The modules mkFftCombinational, mkFftFolded, mkFftInelasticPipeline, and mkFftElasticPipeline should all implement a 64-point FFT which is functionally equivalent to the combinational model. The module mkFftCombinational is given to you. Your job is to implement the other 3 modules, and demonstrate their correctness using the provided combinational implementation as a benchmark.

Each of the modules contain two FIFOs, inFifo and outFifo, which contain the input complex vector and the output complex vector respectively, as shown below.

#![allow(unused)]
fn main() {
module mkFftCombinational(Fft);
    Fifo#(2, Vector#(FftPoints, ComplexData)) inFifo <- mkCFFifo;
    Fifo#(2, Vector#(FftPoints, ComplexData)) outFifo <- mkCFFifo;
   ...
}

These FIFOs are the two-element conflict-free FIFOs shown in class with guards added in exercise one.

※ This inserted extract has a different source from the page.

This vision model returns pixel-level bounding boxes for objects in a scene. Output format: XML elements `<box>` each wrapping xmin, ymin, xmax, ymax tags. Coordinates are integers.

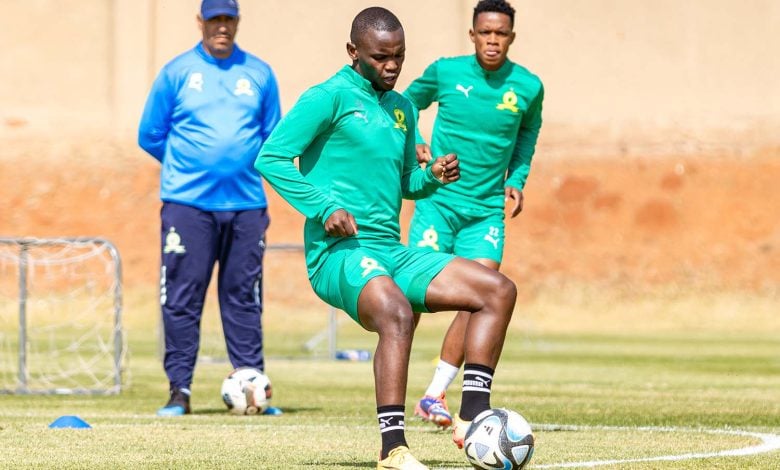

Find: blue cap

Each module also contains a Vector or multiple Vectors of mkBfly4, as shown below.

#![allow(unused)]
fn main() {
Vector#(3, Vector#(16, Bfly4)) bfly <- replicateM(mkBfly4);
}

The doFft rule should dequeue an input from inFifo, perform the FFT algorithm, and finally enqueue the result into outFifo. This rule will usually require other functions and modules to function correctly. The elastic pipeline implementation will require multiple rules.

#![allow(unused)]
fn main() {
   ...
    rule doFft;
        // Rule body
    endrule
   ...
}

The Fft interface provides methods to send data to the FFT module and receive data from it. The interface only enqueues into inFifo and dequeues from outFifo.

#![allow(unused)]
fn main() {
   ...
    method Action enq(Vector#(FftPoints, ComplexData) in);
        inFifo.enq(in);
    endmethod

    method ActionValue#(Vector#(FftPoints, ComplexData)) deq;
        outFifo.deq;
        return outFifo.first;
    endmethod
endmodule 
}

Exercise 2 (5 Points): In mkFftFolded, create a folded FFT implementation that makes use of just 16 butterflies overall. This implementation should finish the overall FFT algorithm (starting from dequeuing the input FIFO to enqueuing the output FIFO) in exactly 3 cycles.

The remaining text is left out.